There are an estimated 310,000 people living with COPD in Ireland and many more with other respiratory illnesses including early TB. The Photovoice project was developed to give people with respiratory illness a voice and to create a space for patients to express, through images, their experience of living with these conditions. The participants hope the images will generate dialogue with healthcare professionals and the wider community about their lives and living with illness.
The photo project and exhibition involved a group of eleven patients who were attending St James’s Hospital respiratory clinics, community and hospital respiratory nurses, staff from Trinity College Dublin’s School of Nursing and Midwifery and a community artist.
Speaking about the participants’ stories, Project team member, Dr Geralyn Hynes, Associate Professor in Palliative Care, School of Nursing and Midwifery, Trinity said: “Living with respiratory conditions can be hard work. Physically, breathing problems and coughing can be exhausting. It becomes necessary to pace oneself or break down activities so as to conserve energy.

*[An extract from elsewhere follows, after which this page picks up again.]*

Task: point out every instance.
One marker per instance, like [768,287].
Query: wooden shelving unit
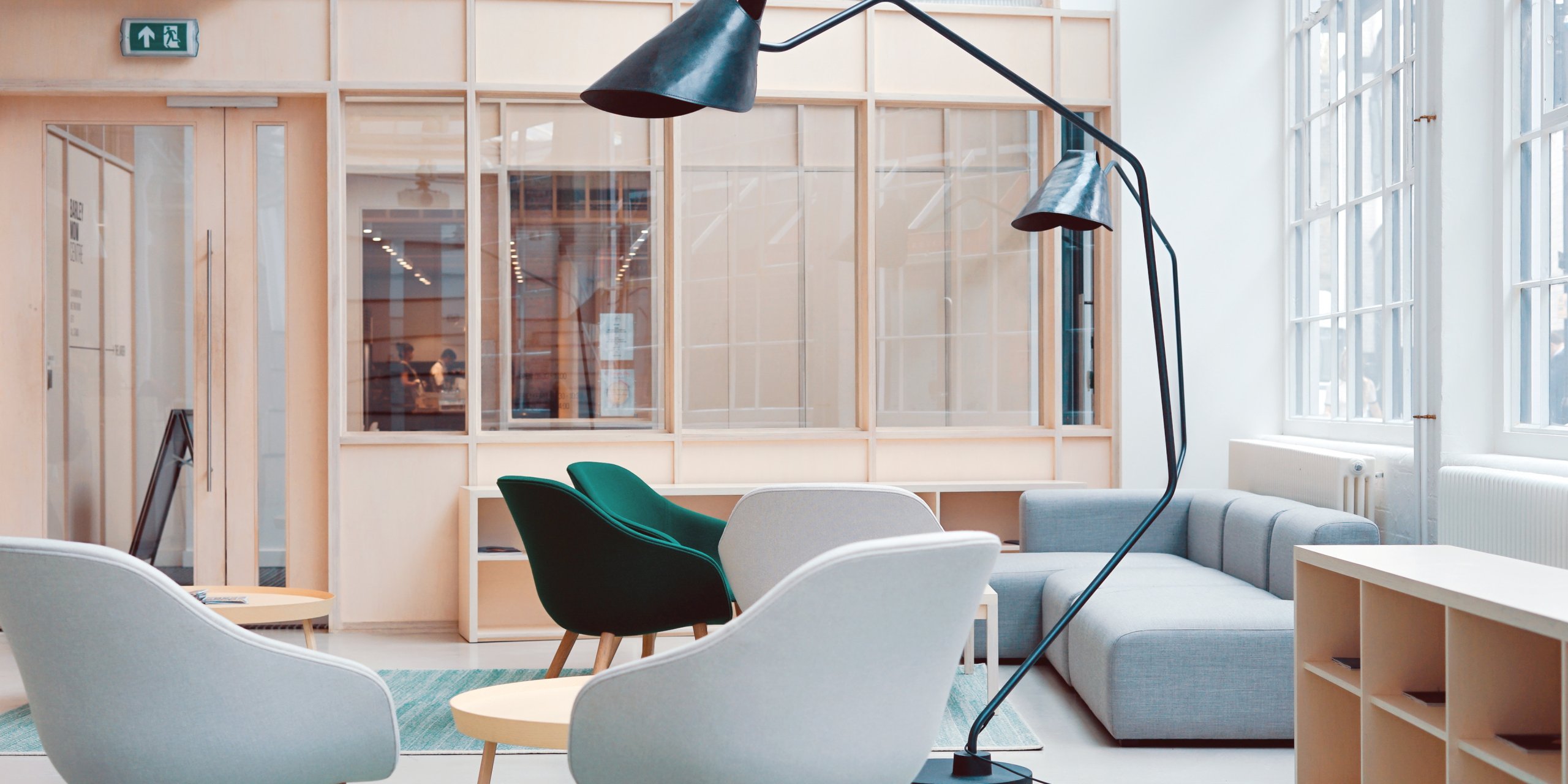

Everyday activities become more difficult. Anxiety and depression are common. Breathlessness can be frightening and it is all too easy to become more socially isolated because of fear of triggering breathlessness from being out and about.”
“The stories that are captured in the exhibition are about resilience, hope and love rather than about illness and about ‘ordinary’ lives that are, of course, never ordinary. The project gave us a richer understanding of life and the importance of looking beyond the label of illness.” Dr Hynes said.
The project was funded by the Royal City of Dublin Hospital Trust.
The exhibition will run in Ballyfermot Library until the 28th of February. Admission is free.